柘榴は壮年の男性で、薄い色の長髪をきちりとなでつけて結い、しわひとつ寄せずに祭服を着こなしていた。働き盛りの官吏の長というには線が細く、気むずかしい妖精の王のようにも見えた。
静湖たちが階段をあがりきると、柘榴と神官たちはいっせいに膝をおり頭をさげた。静湖は思わず准と顔を見合わせる。
青い波模様の床をにらみながら、柘榴は厳かに声をあげた。
「更紗様の御子、静湖様。光海の地へのご帰還、心より歓迎いたします」
入り口から続く広間では、行き交っていた神官たちが皆、同じように平伏し静まっている。静湖はあたふたと声をかけた。
「顔をあげてください。そんなにかしこまらなくても……僕が波空の王子だからですか」
その言葉に柘榴は急に立ちあがり、つかつかと静湖のもとへ寄った。見開かれた目の圧力に静湖は身を引くが、先ほどまでの礼はどこへやら、柘榴は静湖の両肩をつかんで思いきりゆさぶった。
「目をお覚ましください静湖様!」
「えっ、えっ」
「波空ですって? あなたはあの国にさらわれたのですぞ、贄にされるために!」
珊瑚が、柘榴と静湖の間に割って入り、おだやかに言った。
「神官長。静湖様がびっくりされてしまいます、話はどうかゆっくりと」
*
広間の中央には、半球を成す屋根を支えるようにして、巨大な硝子の柱がそそりたっていた。柱は水槽になっており、色鮮やかな魚たちや水草が、天井近くの窓からの日差しを浴びてきらきらと泳いでいた。緊張していた静湖も、水槽を見あげると思わず、わぁ、と声をもらした。
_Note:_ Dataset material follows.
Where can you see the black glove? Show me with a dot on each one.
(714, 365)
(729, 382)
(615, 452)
水槽に目を奪われる静湖と准のうしろで、珊瑚が他の神官を人払いした。場には神官長である柘榴だけが残る。
「静湖様。水柱はお気に召しましたか」
隣にやってきた柘榴に静湖がうなずくと、彼は静湖の衣服に目をやった。
「そのようないでたちでおられるのも、心の奥でこの地の装いをなつかしむゆえですかな。いや、女性の装束で敵の目をかわしやってこられたとは、さぞや大変な目におあいになったのでしょう」
「あ、いえ、そういうわけではなくて」
静湖は言葉を探し、小さくこぼした。
「ここにやってきたのは、湖の〈流〉に言われたからです」
ふいに柘榴の手が打ち鳴らされた。拍手されたのだ、と一拍おいて静湖は気づく。
「すばらしい! やはり静湖様は私どもの思っていたとおりのお生まれのようだ」
柘榴はそう言うと目を細め、急に声を落とした。
「先に言っておきます。この地ではあなたがたのいた波空の地の王──静湖様の父君を、王とは思っていない。この光海の地の王は、今はお隠れになった流王陛下ただひとりです」
「流王……」
静湖がつぶやくと、柘榴は再び膝をおってかしこまった礼をした。
「そして静湖様。あなたこそが流王陛下が人にお生まれになった姿、生まれ変わりだと、私どもは信じております!」
静湖は唖然として、助けを求め准と珊瑚を見やった。が、准は同じくぽかんと目を瞬くばかり、珊瑚は神妙な顔でうなずき返してきた。
柘榴が立ちあがると、静湖は混乱したまま問いかけた。
「どうしてそんなことに。流王陛下とは〈流〉なのですか? もしかして、僕の母上がなにか知っていたの?」
静湖には、母の記憶がない。
更紗という名の波空国聖妃は、二歳の静湖を残して行方知れずになった、とだけ聞かされてきた。更紗の出身はここ光海国であり、静湖も生まれはこの地だという。
それは波空の王子としては異例のことなのではないか? と静湖ははじめて思い至る。